The operational impact of this vulnerability extends beyond simple privilege escalation as it potentially compromises the integrity of the entire secure execution environment. Attackers could exploit this flaw to gain unauthorized access to secure processing units, potentially undermining the cryptographic protections that are fundamental to device security. The vulnerability affects devices that were manufactured before the 2018-04-05 security patch level, indicating that a significant number of devices in the field remain potentially vulnerable. This represents a substantial risk to automotive applications where Snapdragon Automotive platforms are commonly deployed, as these systems often handle critical safety functions and sensitive data transmission. The exploitability of this vulnerability aligns with ATT&CK technique T1068, which covers 'Exploitation for Privilege Escalation' and T1547.001, which covers 'Registry Run Keys / Startup Folder' in the context of kernel-level privilege escalation.
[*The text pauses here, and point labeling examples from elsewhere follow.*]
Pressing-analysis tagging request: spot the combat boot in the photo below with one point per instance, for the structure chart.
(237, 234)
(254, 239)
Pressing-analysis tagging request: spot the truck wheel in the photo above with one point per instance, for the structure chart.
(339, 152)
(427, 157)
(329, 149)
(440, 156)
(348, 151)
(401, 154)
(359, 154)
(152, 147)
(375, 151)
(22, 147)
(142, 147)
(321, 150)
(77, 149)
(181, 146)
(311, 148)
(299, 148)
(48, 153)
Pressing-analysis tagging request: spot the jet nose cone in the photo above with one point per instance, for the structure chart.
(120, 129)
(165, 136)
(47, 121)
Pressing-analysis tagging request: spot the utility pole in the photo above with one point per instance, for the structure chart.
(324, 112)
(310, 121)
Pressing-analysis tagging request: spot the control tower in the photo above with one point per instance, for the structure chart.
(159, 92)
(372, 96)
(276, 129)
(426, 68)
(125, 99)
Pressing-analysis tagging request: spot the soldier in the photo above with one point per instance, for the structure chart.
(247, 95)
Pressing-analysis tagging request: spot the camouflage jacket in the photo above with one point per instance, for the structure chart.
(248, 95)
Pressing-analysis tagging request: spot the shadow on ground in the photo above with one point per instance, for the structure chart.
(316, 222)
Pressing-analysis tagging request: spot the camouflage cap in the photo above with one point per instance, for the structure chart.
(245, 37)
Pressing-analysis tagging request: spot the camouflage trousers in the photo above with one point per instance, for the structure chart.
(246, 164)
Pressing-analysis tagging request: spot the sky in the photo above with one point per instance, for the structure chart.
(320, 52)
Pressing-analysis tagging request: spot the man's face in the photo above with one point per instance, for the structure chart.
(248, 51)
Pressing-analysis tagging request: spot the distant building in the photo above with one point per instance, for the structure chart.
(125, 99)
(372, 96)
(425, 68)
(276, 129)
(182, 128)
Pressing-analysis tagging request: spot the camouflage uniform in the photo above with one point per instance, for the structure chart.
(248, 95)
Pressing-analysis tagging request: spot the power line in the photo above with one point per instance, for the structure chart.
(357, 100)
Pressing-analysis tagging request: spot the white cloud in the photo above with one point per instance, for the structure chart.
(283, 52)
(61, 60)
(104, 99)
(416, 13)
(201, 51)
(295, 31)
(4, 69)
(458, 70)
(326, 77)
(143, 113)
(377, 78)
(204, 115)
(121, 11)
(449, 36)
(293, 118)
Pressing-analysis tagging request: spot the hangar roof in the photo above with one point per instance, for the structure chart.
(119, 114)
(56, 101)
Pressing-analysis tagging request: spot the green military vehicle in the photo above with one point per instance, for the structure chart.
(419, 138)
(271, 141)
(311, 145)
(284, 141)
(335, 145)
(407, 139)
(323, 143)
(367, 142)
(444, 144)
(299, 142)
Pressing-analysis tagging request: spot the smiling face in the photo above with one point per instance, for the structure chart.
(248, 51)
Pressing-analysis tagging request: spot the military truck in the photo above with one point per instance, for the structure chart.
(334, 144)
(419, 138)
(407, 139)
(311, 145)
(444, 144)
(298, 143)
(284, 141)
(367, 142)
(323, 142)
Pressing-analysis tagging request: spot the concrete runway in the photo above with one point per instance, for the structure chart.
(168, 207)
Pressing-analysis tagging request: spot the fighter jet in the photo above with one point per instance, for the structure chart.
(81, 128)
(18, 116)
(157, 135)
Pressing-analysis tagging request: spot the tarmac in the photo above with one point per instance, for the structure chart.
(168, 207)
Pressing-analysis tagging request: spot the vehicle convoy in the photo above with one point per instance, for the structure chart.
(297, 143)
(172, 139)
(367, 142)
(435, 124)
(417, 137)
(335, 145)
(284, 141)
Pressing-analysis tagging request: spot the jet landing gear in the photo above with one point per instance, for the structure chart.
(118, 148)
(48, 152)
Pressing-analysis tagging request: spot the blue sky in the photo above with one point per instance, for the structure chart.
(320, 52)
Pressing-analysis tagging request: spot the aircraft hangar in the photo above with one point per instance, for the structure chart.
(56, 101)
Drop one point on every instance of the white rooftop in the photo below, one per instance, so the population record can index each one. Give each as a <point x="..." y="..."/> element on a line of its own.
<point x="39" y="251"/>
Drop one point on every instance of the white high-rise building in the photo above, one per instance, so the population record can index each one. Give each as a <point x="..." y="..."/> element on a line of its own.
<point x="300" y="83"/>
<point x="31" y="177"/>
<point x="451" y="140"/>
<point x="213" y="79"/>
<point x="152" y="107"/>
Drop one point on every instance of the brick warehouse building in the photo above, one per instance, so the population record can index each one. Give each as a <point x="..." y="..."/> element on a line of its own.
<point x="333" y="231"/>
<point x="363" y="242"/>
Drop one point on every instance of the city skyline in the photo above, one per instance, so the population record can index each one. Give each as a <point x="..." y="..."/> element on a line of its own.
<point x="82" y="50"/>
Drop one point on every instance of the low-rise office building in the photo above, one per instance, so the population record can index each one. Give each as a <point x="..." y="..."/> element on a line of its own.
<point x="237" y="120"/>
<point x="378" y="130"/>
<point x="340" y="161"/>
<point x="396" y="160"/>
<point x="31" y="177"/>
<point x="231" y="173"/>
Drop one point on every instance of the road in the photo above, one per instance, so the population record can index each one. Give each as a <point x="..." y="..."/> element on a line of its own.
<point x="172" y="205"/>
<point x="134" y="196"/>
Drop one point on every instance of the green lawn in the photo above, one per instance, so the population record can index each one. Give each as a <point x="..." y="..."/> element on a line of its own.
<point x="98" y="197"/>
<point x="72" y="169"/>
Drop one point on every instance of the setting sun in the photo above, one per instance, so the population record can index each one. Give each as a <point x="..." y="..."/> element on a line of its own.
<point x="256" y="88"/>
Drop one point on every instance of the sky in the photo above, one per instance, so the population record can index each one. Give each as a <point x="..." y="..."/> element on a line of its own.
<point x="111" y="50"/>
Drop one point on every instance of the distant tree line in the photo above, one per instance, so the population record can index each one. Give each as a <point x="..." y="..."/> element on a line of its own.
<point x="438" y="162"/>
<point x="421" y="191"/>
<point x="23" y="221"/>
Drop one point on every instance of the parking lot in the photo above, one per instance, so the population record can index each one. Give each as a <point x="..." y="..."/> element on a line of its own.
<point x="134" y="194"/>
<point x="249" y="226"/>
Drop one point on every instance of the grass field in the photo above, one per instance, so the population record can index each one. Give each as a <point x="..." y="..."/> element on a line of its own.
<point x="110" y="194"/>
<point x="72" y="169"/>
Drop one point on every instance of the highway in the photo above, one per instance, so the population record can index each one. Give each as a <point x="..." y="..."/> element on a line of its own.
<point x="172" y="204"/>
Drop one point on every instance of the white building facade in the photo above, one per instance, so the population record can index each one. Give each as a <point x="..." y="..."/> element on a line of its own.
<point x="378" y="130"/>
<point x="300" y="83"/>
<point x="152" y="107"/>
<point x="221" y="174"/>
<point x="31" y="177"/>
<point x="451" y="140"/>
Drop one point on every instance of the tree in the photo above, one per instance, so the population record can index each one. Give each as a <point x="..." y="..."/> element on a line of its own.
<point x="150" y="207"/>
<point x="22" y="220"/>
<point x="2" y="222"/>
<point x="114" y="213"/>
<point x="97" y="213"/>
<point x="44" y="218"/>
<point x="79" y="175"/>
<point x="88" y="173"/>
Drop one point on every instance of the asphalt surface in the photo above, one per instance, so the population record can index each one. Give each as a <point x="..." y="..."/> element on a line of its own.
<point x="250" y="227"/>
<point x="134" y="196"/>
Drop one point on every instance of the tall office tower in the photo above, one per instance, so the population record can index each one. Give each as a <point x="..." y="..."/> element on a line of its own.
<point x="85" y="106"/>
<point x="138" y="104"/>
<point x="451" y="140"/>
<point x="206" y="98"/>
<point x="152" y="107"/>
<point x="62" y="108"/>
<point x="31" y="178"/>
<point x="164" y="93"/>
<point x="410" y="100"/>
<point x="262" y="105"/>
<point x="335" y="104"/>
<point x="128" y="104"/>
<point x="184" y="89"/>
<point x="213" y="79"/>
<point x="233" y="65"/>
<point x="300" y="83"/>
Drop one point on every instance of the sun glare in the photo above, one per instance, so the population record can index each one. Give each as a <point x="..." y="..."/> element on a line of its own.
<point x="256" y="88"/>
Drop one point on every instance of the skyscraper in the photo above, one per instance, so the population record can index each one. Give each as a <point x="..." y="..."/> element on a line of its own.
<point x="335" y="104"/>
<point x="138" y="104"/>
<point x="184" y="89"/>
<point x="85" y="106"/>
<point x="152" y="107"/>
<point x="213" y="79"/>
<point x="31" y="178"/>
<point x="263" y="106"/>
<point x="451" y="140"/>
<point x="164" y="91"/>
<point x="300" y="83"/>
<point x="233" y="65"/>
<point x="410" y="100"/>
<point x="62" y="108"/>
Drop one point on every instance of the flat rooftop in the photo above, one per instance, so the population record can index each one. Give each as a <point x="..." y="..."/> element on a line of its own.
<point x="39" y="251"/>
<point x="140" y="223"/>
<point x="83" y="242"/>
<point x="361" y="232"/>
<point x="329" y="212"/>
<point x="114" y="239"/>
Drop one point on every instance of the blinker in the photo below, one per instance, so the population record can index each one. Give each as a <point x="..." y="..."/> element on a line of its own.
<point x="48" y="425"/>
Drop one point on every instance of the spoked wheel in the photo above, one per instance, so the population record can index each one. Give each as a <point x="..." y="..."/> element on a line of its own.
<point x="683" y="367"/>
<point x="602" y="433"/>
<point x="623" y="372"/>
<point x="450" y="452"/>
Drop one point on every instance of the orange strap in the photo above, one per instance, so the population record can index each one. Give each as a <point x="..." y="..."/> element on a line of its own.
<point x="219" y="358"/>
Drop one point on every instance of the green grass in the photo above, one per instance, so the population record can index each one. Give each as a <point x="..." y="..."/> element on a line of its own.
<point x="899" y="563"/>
Mitigation strategies for this vulnerability primarily involve applying the appropriate security patches released by Qualcomm and Android vendors. Organizations should prioritize immediate deployment of the 2018-04-05 security update which includes proper address validation for the qsee_get_secure_state syscall. Device manufacturers and carriers must ensure comprehensive testing of patches to prevent regression issues in critical automotive or mobile applications. Additionally, system administrators should implement monitoring solutions that can detect anomalous system call patterns that might indicate exploitation attempts. The vulnerability highlights the importance of maintaining up-to-date security patches and proper input validation practices in kernel-level code. Security teams should also consider implementing runtime protections such as kernel address space layout randomization and stack canaries to further reduce the exploitability of similar vulnerabilities. This case demonstrates the critical importance of proper input validation in kernel interfaces and the potential consequences of inadequate security controls in trusted execution environments.